Fellow twitter Su Butcher has joined the blogosphere with justpractising:

So here it is. A blog about architects.

There are three things I want to do with this blog, things I have been doing elsewhere on the internet for some years but in a pretty unco-ordinated way it must be said.

Firstly, I want to help explain what it is that architects can do, what they are good at (and not so good at), how you can use them to get where you want to be with your property, and of course, what they should be doing differently.

Secondly, I’m a bit of a networking nut and very keen on using the internet for networking, so I’m taking the opportunity to investigate how the construction industry is and is not using the internet, so there will be plenty of opinionated posts about that too.

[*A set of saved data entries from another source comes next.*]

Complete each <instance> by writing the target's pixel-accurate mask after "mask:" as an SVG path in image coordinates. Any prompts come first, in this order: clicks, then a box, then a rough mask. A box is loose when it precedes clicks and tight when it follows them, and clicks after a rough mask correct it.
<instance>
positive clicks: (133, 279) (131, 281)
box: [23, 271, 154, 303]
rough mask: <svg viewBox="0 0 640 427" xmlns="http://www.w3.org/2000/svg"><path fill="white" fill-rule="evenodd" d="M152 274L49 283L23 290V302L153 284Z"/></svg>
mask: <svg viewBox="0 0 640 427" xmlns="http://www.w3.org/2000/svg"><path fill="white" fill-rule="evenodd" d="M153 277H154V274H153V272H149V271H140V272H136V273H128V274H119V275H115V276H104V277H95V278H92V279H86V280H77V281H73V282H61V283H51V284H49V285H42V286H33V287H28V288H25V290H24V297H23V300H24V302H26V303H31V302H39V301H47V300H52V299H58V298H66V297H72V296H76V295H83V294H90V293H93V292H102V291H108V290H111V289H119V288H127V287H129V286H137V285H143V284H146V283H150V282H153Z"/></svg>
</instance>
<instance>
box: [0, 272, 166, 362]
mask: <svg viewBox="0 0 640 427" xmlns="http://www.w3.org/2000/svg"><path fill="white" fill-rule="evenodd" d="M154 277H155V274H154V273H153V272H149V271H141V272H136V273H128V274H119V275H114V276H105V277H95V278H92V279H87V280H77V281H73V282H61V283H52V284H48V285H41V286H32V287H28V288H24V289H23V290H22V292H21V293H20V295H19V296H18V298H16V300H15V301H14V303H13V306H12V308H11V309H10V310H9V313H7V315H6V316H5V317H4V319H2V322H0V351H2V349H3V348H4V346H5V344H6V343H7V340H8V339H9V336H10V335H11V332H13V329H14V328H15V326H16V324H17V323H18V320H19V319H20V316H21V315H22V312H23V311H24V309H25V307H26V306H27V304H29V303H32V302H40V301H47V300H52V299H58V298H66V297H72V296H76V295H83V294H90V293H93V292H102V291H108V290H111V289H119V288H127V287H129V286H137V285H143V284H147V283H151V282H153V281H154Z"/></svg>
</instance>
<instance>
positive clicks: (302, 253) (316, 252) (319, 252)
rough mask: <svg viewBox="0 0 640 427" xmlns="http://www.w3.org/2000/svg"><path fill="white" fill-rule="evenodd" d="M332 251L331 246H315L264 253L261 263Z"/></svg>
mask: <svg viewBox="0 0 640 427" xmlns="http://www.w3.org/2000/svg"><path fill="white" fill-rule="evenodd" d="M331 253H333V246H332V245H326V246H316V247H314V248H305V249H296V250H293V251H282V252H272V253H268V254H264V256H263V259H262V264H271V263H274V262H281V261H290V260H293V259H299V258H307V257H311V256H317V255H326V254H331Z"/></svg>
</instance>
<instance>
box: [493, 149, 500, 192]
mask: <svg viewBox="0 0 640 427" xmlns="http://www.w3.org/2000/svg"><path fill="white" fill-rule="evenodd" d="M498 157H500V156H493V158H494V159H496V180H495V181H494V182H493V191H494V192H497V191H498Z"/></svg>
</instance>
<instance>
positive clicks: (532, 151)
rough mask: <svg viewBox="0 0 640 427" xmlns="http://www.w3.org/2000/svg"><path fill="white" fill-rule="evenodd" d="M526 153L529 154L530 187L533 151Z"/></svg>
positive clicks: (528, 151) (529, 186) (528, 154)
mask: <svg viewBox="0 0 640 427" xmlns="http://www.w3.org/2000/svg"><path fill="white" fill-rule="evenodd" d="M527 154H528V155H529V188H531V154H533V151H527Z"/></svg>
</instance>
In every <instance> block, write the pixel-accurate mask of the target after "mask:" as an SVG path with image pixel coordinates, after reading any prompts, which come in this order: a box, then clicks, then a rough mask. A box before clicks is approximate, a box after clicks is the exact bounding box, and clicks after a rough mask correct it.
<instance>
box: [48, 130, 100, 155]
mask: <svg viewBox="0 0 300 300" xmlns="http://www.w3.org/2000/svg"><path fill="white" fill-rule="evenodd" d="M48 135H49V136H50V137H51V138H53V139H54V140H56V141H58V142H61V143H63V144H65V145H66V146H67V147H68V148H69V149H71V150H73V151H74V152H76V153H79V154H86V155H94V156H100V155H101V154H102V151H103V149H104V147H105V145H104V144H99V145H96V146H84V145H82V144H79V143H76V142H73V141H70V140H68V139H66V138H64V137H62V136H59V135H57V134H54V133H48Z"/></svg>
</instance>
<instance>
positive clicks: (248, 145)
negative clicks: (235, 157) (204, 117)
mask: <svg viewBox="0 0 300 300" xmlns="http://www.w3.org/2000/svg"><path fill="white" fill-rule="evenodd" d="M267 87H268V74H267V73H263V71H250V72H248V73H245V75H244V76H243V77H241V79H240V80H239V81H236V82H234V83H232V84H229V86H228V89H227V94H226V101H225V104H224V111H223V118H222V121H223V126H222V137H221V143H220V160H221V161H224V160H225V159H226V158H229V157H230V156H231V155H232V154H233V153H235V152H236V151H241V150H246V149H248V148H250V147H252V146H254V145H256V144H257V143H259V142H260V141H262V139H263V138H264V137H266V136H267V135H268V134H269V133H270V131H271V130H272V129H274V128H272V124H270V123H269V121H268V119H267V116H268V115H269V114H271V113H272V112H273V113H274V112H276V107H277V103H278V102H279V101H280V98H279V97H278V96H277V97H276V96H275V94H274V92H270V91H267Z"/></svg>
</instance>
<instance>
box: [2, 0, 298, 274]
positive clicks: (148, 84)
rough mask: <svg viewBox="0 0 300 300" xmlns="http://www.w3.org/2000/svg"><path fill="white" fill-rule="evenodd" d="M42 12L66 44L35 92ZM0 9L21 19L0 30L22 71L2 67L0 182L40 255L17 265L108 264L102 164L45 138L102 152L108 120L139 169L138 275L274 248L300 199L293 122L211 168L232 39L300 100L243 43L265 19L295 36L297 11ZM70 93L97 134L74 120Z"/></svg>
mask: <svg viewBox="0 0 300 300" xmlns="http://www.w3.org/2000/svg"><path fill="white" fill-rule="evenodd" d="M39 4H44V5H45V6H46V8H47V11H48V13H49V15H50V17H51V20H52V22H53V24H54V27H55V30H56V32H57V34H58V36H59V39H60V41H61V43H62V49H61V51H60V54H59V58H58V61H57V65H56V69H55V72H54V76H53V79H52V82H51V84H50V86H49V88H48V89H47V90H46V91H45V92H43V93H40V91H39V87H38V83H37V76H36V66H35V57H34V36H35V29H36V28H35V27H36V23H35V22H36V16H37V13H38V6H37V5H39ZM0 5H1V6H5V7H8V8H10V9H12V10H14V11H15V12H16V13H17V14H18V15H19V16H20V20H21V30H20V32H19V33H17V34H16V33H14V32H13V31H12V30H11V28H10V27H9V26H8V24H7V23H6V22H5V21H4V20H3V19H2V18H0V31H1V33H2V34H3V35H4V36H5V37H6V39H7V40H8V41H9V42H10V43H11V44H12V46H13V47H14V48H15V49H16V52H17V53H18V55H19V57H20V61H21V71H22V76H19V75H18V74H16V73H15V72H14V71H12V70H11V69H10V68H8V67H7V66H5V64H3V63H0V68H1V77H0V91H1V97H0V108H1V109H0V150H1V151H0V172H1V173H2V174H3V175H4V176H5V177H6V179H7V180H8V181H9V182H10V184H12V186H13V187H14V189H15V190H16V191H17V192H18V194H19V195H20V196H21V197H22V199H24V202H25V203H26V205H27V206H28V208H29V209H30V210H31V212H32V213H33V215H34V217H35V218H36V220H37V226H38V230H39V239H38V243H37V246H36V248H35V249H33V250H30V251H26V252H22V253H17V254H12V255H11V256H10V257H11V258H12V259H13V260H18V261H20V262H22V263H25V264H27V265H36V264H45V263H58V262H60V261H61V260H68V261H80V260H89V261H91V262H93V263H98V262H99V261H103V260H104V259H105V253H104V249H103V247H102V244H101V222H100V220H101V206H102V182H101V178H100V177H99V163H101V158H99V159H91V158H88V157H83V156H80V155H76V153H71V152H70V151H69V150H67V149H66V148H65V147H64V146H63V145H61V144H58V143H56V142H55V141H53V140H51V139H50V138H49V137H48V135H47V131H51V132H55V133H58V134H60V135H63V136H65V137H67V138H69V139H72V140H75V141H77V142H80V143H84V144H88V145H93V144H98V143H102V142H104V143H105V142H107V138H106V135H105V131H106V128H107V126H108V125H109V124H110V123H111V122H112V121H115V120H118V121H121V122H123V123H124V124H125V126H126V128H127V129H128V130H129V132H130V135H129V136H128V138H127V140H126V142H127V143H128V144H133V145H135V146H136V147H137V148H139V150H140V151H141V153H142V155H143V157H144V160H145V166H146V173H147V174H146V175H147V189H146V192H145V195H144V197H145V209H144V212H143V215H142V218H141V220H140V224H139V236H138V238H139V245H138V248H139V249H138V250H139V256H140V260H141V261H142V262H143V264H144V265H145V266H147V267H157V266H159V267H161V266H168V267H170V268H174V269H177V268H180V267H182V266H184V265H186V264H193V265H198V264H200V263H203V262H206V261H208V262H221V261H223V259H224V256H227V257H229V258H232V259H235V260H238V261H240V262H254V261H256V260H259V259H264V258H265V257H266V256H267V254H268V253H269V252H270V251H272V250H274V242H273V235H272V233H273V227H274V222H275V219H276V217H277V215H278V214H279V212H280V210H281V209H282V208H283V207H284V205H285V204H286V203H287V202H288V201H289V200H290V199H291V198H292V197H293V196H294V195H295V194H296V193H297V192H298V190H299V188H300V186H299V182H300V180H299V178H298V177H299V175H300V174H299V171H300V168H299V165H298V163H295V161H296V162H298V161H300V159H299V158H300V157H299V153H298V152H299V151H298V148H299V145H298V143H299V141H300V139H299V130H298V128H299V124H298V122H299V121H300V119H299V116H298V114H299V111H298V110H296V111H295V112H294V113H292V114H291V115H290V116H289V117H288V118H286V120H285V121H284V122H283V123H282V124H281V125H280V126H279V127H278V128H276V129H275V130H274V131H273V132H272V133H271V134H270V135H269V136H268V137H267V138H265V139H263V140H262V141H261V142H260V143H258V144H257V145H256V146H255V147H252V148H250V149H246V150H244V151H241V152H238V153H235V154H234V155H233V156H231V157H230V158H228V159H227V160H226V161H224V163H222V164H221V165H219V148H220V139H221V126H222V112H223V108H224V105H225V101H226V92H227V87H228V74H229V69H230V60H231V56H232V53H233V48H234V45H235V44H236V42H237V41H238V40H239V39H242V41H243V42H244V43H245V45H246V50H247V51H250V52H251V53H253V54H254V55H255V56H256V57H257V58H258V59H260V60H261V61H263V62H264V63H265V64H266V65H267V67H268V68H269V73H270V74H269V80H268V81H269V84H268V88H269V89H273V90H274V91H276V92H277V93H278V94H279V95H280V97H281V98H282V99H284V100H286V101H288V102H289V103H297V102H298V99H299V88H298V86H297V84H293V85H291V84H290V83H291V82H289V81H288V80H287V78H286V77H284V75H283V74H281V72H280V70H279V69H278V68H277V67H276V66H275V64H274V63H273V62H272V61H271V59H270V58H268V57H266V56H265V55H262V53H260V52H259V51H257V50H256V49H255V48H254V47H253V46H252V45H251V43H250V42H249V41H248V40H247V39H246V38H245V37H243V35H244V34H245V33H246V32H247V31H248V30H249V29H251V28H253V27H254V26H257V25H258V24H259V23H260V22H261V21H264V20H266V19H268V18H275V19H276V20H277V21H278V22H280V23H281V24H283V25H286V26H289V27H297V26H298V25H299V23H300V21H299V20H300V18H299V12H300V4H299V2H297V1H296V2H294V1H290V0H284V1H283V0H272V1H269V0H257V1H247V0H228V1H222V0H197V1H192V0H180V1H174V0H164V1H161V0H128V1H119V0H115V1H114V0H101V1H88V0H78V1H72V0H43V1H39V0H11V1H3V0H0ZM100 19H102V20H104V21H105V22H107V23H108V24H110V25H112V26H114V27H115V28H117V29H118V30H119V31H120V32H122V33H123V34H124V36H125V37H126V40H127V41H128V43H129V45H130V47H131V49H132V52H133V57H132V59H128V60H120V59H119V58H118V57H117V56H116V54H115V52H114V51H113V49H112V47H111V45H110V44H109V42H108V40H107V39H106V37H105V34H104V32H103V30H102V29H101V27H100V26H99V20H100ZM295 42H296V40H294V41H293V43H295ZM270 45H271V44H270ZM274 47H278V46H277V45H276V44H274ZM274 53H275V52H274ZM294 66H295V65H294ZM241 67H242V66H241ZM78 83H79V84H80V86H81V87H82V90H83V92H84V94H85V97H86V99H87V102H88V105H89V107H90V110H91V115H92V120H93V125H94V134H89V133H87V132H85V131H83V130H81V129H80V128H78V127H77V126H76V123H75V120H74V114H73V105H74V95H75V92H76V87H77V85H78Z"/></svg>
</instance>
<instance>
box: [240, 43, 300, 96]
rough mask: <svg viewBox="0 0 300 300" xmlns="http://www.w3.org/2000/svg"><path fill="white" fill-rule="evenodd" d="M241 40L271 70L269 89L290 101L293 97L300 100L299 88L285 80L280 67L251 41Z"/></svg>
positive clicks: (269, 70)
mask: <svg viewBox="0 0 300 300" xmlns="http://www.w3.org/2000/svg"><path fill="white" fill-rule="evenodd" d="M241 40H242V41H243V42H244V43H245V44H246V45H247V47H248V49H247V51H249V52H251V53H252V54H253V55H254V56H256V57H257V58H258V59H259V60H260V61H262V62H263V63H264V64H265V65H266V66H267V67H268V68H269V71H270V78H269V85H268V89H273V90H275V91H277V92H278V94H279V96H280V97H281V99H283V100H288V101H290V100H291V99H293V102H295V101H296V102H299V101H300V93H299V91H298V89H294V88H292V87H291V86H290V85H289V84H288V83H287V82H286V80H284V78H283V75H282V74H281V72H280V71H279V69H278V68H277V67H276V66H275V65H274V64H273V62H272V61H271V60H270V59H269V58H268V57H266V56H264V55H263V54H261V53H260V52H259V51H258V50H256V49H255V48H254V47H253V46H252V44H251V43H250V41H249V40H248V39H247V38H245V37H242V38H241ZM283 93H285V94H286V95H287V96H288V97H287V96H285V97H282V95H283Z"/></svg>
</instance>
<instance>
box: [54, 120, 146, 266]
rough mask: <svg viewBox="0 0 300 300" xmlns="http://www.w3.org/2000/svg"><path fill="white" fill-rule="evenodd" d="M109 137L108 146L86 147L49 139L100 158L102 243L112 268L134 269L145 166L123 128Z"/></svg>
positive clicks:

Lastly, I’d like to ask the people who read this for your suggestions on what I should blog about. If you know me already you might have some ideas, and if you don’t, take a look at what I’ve got to say and let me know what’s missing. In good networking parlance, if I don’t know myself, I can find out who does.

 

defining zero carbon

As a post on this blog noted at the end of last year, the definition of zero carbon buildings is currently under consultation by the Department for Communities and Local Government.

I am in full agreement with Casey over at Carbon Limited who blogs for a call to arms on this one, this consultation is so important that all in the built environment should engage with.

The outcome definition will shape and determine design, construction, building services  and facilities management into the future, in a similar (but more profound way) that the HASAW and CDM and other milestone legislations have done.

(from zero carbon consultation:summary)

At the core of the document is the government’s preferred framework for reaching zero carbon. In order of priority:

  1. A minimum standard of energy efficiency will be required.
  2. A minimum carbon reduction should be achieved through a combination of energy efficiency, onsite low and zero carbon (LZC) technologies, and directly connected heat. This is referred to as achieving carbon compliance.
  3. Any remaining emissions should be dealt with using allowable solutions, including offsite energy.

The zero carbon definition will have profound implications for…

… the built environment client in the choice and cost implications

design –  a change the design parameters,

construction, for example with airtight construction calling for a build quality and quality control we are not too good at. (Research at Leeds Met is showing that the cost of retro fixing air leaks in new buildings is  a hugely costly exercise *)

building services – on energy sourcing and management.

And of course on the way buildings are used, run and managed.

If you haven’t read it yet, you can download it here.  or as Casey puts it – get involved or forever bitch about it in the pubs.